Sidenote: When a medicine man becomes chief.. they really become a benevolent dictator according to Greef. In other words, their way really is the only way, but because their way is primarily directed towards the health of the tribe, there is a healthy amount of trust and freedom available. In fact, some believe that Jesus, who came first as a medicine man when they were expecting a chief, will come again as a benevolent dictator… a dictator because his ways are right, but loved because of the rightness of his ways.

So I’m a medicine man that got killed…. because my ways were so different, but there is a huge strength within me to say .. they were the right ways. And I could never offer my loyalty to anything other than the Truth, the highest Truth.

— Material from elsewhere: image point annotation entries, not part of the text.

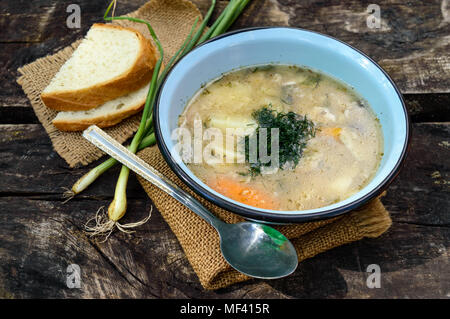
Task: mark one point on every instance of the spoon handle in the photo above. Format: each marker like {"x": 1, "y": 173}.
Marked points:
{"x": 110, "y": 146}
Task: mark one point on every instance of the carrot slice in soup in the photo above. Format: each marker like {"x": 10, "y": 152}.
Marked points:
{"x": 243, "y": 193}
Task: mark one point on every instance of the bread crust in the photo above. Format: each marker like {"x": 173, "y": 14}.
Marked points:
{"x": 101, "y": 121}
{"x": 136, "y": 77}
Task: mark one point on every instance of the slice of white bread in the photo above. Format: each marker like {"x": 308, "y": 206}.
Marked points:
{"x": 108, "y": 114}
{"x": 110, "y": 62}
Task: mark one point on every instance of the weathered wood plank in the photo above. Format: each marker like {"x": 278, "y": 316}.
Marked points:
{"x": 41, "y": 238}
{"x": 419, "y": 195}
{"x": 29, "y": 166}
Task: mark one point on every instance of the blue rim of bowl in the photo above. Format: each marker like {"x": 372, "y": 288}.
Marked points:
{"x": 254, "y": 213}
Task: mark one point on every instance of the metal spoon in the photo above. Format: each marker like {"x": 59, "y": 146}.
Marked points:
{"x": 254, "y": 249}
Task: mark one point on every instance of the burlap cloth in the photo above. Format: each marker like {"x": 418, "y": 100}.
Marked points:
{"x": 172, "y": 21}
{"x": 200, "y": 241}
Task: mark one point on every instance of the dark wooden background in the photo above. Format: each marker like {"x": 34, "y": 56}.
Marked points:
{"x": 40, "y": 236}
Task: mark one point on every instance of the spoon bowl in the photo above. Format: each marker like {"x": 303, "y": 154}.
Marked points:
{"x": 254, "y": 249}
{"x": 257, "y": 250}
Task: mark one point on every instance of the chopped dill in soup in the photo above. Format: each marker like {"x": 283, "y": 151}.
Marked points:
{"x": 327, "y": 141}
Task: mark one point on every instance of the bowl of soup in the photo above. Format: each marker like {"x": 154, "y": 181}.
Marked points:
{"x": 281, "y": 124}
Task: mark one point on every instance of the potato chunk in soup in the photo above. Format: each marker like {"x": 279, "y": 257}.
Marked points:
{"x": 337, "y": 161}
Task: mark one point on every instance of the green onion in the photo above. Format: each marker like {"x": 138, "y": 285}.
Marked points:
{"x": 144, "y": 136}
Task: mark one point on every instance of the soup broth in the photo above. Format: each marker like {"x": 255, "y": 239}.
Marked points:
{"x": 336, "y": 161}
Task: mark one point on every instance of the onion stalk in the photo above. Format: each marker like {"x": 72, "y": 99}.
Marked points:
{"x": 144, "y": 136}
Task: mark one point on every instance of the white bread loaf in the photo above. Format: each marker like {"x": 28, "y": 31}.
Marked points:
{"x": 111, "y": 61}
{"x": 108, "y": 114}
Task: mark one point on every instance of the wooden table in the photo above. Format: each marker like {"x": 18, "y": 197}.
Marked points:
{"x": 40, "y": 235}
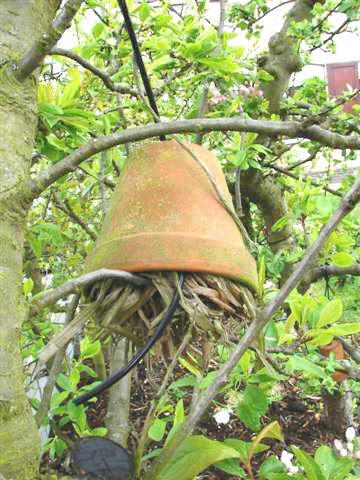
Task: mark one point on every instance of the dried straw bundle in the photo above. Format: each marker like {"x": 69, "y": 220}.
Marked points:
{"x": 213, "y": 304}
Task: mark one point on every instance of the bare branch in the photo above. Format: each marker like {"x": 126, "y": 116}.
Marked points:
{"x": 68, "y": 210}
{"x": 325, "y": 271}
{"x": 104, "y": 76}
{"x": 263, "y": 316}
{"x": 270, "y": 128}
{"x": 286, "y": 172}
{"x": 55, "y": 367}
{"x": 74, "y": 286}
{"x": 352, "y": 351}
{"x": 49, "y": 39}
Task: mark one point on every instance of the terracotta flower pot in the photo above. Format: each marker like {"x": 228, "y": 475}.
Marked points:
{"x": 165, "y": 215}
{"x": 335, "y": 347}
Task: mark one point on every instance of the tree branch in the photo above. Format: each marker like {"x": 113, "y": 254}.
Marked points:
{"x": 325, "y": 271}
{"x": 67, "y": 209}
{"x": 74, "y": 286}
{"x": 263, "y": 316}
{"x": 39, "y": 50}
{"x": 55, "y": 367}
{"x": 286, "y": 172}
{"x": 270, "y": 128}
{"x": 104, "y": 76}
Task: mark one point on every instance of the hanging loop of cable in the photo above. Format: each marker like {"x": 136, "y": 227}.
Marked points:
{"x": 138, "y": 58}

Youthwork & The Medicine Man
So I wonder .. as youthworkers.. are we more likely to be chiefs or medicine men? Is there some clarity offered to the ages-old tension between seniors and youth pastors in the distinctions here? It’s true – some youth pastors are chiefs, but they are more likely to be grafted in as mini-chiefs, whereas the medicine men youthworkers who threaten the stability of loyalty and leadership within the tribe are the ones most likely to find themselves in conflict within a hierarchal structure.

What can be done? Well, for starters, understanding who you are is always going to be helpful… and then understanding certain circumstances that help or conversely hinder your ability to function within the organisations you find yourself.

Long-term pastors? Chiefs, who hopefully have learnt the value of their role and the role of medicine men within the life and vibrancy of the tribe. Short-termers? Medicine men who are there for a season.. I can think of a number of interim pastors who bring healing and hope to fragile commmunities for a season before moving on.

Lots of key ministry leaders are mini chiefs, who can align effectively with pastoral staff because they understand the structure of loyalty and respect they operate on. Medicine men struggle because they operate in different ways.

A bad chief often will think they can apply the same ‘medicine’ as the medicine man, hence repeating someone else’s good idea without the same healthy impact or effect. They, no longer ‘needing’ the medicine man, can send him on his way and thus maintain the security of their position within the tribe..

There are so many ways to think about this, apply it, unpack it and understand it. It may not all be right, but for now this is an important application for me as itinerant speaker, leader, creative pastor… i can bring my gifts and healing to multiple locations, whilst understanding now how to derail the fear of many chiefs.. “do they want my job?”.